»Krepier«, krächzt der maskierte Schütze
Der Krimi »Krumme Type, krumme Type« von Tom Franklin handelt von toxischen Familiengeheimnissen
Chabot, ein 500-Seelen-Kaff im US-Bundesstaat Mississippi. Tina Rutherford, die 19-jährige Tochter des Sägewerk-Besitzers, ist verschwunden.
Alle glauben, dass Larry Ott sie umgebracht hat. So wie vor 25 Jahren Cindy Walker. Auch wenn man damals keine Leiche fand.
Die frühreife 15-Jährige war ein einziges Mal mit dem linkischen Larry ausgegangen. Nach dem Autokino hat kein Mensch sie jemals wiedergesehen. Ohne Leiche konnte die Polizei konnte Larry nicht überführen. Das Dorf sprach ihn trotzdem schuldig. Sein Leben gefror.
Jetzt schraubt er in der Werkstatt seines toten Vaters an Karren herum und stopft abends im Elternhaus Fastfood und Horrorromane in sich hinein. Er wird von allen gemieden. Eines Abends geht er zur Tür und wird angeschossen. »Krepier«, krächzt der maskierte Schütze seinem Opfer zu, das am Boden liegt.
Der schwarze Ortspolizist Silas Jones rettet sein Leben. Er ist das Gegenteil von Larry: Alle mögen ihn. In der Jugend war er ein guter Baseballspieler. Er soll in dem Fall ermitteln und verschweigt dabei, dass er Larry früher nahestand.
Sie lernten sich Anfang der 80er Jahre kennen. Silas war ein Kind und stand mit seiner Mutter zähneklap- pernd am Straßenrand. Sie waren mit ein paar Habseligkeiten aus Chicago gekommen. Larrys Vater hielt an, ließ die beiden einsteigen und dann in einer Hütte auf seinem Land wohnen.
Einen Sommer lang stromerten der schwarze und der weiße Bub umher wie Tom Sawyer und Huckleberry Finn. Weiße Männer beendeten ihre Freundschaft.
»Krumme Type, krumme Type« steht seit Monaten zu Recht auf Platz eins der Krimibestenliste. Die USamerikanische Fassung von 2010 gewann fünf Preise, unter anderem den britischen «Gold Dagger Award« für den besten Kriminalroman. Für die Die »New York Times« ist das Werk einer der wichtigsten Romane der letzten Jahre. Der Titel bezieht sich auf einen in den Südstaaten oft verwendeten Kinderreim und rückt die beiden Außenseiter in den Mittelpunkt.

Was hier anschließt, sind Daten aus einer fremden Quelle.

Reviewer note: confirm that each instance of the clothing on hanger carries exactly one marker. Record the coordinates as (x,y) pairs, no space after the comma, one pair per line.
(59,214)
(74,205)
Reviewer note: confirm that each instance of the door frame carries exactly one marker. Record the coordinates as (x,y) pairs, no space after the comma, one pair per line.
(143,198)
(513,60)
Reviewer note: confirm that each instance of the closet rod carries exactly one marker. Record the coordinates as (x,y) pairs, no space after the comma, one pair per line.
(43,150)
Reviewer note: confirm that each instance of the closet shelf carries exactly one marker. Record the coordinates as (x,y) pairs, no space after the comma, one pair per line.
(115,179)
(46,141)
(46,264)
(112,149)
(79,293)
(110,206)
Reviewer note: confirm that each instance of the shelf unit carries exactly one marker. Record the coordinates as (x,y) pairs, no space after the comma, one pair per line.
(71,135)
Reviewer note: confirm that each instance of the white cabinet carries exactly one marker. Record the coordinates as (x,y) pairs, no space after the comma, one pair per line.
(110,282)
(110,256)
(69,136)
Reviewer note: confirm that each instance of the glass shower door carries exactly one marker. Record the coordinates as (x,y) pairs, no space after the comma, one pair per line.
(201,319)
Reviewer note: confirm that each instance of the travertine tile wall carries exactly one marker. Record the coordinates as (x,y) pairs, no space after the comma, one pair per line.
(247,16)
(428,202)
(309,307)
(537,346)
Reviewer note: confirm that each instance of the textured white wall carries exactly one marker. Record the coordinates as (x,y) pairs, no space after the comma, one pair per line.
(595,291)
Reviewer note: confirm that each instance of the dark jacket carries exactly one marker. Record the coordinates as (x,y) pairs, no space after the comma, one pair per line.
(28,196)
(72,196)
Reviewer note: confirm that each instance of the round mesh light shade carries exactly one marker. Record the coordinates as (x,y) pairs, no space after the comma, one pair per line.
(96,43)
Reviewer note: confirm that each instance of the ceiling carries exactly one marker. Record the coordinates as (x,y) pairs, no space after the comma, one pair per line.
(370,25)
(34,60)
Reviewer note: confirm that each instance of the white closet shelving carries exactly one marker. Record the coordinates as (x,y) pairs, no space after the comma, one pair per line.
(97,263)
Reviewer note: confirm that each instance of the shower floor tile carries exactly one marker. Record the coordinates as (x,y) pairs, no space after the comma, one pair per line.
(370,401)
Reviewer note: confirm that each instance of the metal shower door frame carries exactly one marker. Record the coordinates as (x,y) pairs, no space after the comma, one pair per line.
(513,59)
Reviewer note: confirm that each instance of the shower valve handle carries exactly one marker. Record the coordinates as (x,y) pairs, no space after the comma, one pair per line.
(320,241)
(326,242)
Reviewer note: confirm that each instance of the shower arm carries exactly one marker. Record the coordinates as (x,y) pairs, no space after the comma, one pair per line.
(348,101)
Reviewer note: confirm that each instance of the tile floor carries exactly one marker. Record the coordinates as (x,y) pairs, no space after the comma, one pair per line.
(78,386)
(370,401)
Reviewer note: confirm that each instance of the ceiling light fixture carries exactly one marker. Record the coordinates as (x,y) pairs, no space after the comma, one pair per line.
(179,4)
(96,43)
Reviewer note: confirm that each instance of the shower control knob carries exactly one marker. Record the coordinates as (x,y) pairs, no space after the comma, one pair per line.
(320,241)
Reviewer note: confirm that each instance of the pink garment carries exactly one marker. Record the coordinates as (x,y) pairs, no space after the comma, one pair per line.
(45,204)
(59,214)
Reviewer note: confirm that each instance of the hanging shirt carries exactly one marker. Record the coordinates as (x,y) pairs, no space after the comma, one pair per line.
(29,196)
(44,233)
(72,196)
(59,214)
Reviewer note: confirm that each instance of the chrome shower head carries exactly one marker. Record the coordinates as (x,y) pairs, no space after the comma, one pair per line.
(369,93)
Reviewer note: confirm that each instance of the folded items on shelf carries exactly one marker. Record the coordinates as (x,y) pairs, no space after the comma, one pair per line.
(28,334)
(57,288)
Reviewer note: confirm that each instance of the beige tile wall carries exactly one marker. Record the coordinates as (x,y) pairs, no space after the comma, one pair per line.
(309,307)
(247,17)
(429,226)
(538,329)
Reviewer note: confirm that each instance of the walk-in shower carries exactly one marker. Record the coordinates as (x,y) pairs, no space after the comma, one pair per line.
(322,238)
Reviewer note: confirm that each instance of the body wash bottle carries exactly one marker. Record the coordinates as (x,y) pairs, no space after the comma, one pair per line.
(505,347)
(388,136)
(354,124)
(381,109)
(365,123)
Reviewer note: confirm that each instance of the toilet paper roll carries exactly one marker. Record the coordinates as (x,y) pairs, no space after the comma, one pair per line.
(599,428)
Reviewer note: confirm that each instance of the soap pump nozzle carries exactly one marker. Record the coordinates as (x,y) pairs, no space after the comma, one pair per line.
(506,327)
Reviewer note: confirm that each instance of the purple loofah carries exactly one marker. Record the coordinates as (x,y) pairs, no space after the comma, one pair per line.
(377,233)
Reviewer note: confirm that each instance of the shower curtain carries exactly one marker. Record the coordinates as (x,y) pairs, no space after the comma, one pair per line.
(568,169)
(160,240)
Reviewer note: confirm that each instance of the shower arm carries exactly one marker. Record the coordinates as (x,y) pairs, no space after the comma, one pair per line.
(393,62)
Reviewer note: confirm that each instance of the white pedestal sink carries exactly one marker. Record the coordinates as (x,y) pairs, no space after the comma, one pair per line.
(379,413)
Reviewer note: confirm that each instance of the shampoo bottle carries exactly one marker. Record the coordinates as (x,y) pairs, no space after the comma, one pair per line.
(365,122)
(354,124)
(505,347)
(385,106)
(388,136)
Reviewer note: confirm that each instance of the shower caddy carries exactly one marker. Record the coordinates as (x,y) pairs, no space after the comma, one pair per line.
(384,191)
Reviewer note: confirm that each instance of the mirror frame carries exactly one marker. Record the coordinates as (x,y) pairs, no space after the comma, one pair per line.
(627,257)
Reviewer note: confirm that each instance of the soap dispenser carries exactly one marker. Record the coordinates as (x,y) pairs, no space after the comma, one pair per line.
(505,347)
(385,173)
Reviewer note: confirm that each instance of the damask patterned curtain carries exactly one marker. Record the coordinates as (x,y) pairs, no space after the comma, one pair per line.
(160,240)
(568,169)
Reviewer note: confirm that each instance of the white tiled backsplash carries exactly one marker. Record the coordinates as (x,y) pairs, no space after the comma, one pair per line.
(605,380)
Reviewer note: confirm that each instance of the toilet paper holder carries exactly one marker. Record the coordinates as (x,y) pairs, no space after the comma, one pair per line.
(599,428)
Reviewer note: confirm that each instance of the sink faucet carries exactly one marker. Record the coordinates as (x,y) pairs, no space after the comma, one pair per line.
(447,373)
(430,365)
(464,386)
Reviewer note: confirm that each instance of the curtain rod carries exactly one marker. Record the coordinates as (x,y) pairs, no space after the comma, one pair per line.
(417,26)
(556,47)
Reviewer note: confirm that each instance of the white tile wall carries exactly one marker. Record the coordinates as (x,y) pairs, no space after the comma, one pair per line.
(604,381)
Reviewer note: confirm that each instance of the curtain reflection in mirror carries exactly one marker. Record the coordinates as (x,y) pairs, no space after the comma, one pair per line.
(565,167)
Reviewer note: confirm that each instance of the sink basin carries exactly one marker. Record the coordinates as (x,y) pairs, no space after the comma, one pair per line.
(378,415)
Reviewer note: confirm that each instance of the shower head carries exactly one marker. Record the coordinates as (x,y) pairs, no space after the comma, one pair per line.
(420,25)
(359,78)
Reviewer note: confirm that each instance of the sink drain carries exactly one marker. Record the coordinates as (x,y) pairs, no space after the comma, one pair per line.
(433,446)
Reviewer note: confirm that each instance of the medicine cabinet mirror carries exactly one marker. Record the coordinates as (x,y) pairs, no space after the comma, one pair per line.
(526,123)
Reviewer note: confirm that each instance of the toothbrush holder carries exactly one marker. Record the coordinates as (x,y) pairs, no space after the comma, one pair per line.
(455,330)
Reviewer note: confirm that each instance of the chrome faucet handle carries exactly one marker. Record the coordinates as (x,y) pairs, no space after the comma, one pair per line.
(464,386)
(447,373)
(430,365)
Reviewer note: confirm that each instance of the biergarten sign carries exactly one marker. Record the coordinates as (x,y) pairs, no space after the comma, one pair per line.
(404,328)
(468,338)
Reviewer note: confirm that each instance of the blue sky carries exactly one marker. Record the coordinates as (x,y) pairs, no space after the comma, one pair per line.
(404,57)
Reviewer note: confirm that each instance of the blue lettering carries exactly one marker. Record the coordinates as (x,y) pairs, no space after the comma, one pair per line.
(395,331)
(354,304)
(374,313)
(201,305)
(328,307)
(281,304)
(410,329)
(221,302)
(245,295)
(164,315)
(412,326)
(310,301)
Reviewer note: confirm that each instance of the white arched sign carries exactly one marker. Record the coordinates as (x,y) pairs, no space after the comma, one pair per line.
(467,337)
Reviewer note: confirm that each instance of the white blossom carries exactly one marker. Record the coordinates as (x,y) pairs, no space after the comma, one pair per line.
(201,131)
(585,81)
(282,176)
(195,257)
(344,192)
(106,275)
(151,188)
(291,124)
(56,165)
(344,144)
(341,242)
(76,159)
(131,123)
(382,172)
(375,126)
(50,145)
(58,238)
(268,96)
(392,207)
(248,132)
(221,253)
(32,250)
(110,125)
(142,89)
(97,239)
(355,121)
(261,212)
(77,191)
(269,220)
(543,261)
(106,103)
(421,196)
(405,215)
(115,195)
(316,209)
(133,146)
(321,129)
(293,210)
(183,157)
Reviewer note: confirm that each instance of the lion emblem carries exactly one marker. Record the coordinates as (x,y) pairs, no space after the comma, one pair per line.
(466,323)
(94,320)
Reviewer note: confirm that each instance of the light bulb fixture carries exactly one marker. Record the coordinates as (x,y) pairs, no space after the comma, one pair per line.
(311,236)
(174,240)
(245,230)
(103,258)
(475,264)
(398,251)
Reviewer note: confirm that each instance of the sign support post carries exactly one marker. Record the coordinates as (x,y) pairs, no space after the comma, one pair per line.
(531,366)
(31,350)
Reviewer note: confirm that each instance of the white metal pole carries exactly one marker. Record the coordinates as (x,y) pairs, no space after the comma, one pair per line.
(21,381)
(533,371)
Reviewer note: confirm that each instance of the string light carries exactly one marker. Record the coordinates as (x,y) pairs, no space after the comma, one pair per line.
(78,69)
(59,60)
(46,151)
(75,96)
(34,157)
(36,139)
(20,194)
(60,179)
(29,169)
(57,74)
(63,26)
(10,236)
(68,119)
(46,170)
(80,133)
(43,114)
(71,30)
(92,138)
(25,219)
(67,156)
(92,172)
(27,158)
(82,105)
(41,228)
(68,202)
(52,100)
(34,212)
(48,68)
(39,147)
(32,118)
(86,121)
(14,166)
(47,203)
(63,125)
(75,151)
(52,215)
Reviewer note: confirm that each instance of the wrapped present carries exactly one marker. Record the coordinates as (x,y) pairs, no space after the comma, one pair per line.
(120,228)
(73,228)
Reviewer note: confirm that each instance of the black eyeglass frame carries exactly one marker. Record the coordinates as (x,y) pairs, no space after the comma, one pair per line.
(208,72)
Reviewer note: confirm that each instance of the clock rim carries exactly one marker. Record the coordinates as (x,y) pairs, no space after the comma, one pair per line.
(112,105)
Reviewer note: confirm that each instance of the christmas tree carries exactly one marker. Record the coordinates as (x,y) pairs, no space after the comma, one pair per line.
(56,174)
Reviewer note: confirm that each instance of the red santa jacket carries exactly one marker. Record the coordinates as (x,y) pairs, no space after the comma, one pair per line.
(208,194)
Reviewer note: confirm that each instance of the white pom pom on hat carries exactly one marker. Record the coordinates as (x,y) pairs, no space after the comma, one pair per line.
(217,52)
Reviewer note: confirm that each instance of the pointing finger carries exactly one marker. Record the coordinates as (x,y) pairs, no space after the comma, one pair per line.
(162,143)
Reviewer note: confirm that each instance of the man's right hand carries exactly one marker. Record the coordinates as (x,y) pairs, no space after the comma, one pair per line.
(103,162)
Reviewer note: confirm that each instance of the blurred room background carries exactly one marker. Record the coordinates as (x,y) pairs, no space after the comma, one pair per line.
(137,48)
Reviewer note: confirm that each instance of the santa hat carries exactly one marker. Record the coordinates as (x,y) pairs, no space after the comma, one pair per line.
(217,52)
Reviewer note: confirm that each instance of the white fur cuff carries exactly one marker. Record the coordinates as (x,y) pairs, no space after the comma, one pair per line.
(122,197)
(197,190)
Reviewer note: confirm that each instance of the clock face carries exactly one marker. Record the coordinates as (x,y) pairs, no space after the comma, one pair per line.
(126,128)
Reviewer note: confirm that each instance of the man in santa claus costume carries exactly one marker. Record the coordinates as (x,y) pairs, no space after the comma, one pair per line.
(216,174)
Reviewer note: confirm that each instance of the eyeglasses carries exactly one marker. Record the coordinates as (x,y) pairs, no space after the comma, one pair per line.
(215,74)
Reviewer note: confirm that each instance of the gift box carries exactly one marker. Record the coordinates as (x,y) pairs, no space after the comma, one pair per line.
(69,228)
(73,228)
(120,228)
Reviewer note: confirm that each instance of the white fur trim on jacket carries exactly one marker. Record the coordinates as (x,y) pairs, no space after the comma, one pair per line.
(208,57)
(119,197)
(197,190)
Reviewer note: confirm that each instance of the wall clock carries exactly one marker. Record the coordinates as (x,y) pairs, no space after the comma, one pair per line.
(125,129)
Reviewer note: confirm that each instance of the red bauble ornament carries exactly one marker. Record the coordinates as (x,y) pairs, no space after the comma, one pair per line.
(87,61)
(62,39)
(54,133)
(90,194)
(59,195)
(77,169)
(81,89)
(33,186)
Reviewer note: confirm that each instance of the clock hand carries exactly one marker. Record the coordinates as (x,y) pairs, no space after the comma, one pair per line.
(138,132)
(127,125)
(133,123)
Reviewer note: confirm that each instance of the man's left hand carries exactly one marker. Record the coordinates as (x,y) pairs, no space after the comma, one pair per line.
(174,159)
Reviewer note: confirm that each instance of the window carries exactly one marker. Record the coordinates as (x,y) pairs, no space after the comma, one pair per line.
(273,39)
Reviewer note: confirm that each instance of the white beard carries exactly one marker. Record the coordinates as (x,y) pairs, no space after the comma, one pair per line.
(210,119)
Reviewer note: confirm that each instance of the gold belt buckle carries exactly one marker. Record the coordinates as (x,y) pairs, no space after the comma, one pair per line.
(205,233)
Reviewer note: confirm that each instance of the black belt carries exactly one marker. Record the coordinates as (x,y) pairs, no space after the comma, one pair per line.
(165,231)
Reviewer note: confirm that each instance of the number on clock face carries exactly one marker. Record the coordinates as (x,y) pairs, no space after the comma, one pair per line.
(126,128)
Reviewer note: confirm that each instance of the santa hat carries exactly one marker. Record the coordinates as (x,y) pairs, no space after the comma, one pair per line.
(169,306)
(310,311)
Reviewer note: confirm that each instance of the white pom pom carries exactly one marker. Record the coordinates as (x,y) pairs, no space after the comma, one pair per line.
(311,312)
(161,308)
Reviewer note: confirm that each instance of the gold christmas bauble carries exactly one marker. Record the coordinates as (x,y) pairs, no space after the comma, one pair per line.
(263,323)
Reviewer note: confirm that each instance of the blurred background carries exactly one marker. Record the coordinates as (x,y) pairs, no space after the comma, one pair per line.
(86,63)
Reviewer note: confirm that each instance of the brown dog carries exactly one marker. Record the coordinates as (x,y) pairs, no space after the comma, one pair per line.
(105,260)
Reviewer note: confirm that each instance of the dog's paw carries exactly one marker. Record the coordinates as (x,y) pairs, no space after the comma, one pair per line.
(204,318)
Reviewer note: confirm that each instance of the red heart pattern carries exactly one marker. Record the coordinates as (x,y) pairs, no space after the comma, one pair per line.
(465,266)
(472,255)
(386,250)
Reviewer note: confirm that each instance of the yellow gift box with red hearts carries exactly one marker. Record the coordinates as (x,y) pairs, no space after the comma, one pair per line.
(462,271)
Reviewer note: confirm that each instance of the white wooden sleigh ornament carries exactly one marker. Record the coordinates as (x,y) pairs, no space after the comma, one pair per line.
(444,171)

Der Roman erzählt zart und zutiefst berührend von Einsamkeit, verratener Freundschaft und toxischen Familiengeheimnissen. Nicht zuletzt illustriert er William Faulkners berühmten Satz: »Die Vergangenheit ist nicht tot, sie ist nicht einmal vergangen.«
Weiße und Schwarze drücken in den Südstaaten zwar schon lange die gleichen Bänke in Schule oder Kirche, doch über ihnen schwebt weiter der Geist der Sklavengesellschaft, der sich jederzeit in rassistischem Hoch- mut, Hasstiraden oder Gewalt entladen kann.
Tom Franklin weiß, wovon er erzählt. Er wurde 1963 in Dickinson, Alabama geboren. Die Mentalität der Südstaaten beleuchtete er bereits in der wild-wüsten Groteske »Smonk«, die im vergangenen Jahr auf Deutsch erschien. Sein neuer Roman wäre trostlos, schimmerte am Ende nicht Hoffnung auf: Silas realisiert, dass ihn mehr mit Larry verbindet, als er je dachte. Und er stellt sich einer lang verdrängten eigenen Schuld. Ein Anfang.
Tom Franklin: Krumme Type, krumme Type. Aus d. Amerik. v. Nikolaus Stingl, Pulpmaster, 416 S., brosch., 15,80 €.